Systematical Error Removal using Random Forest
SERRF is a QC-based sample normalization method designed for large-scale untargeted metabolomics data.
SERRF uses a machine learning algorithm, Random Forest (Breiman, 2001), to normalize the data. For each compound, SERRF uses the QC samples to build a Random Forest model to estimate the systematical error (e.g. batch effect, day-to-day variation, etc). Then apply the model on the study samples to normalize the systematical error. In this website, we use the cross-validated relative standard deviation (a.k.a coefficient of variation) of the QCs to evalute the performance.
The sample normalizations can be classified into three categories based on the types of reference samples/compounds being used, data-driven normalizations, internal standard- (IS) based normalizations, and QC-based normalizations. SERRF is a QC-based normalization method. It uses pooled aliquots of biological subject samples to normalize the metabolite intensity.
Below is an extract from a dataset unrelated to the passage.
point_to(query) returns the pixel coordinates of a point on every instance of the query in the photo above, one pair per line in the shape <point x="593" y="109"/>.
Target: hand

Unlike most of the QC-based methods (e.g. batch-ratio, LOESS, SVM and eigenMS normalization), SERRF assumes that the systematical error are associated with not only the batch effects and the injection order, but also the behavior of other compounds. Using RF algorithm, SERRF automatically selects correlated compounds to normalize the systematical error summarized by the QC samples for each compound.
The Random Forest (RF) algorithm, developed by Breiman (Breiman, 2001), are nonparametric, nonlinear, less prone to overfitting, relatively robust to outliers and noise and fast to train (Touw, et al., 2013). These attributes are desired for normalizing the high-throughput untargeted metabolomics data. In addition, the RF models can take the metabolites correlation into consideration by automatically assigning higher weights to the important compounds.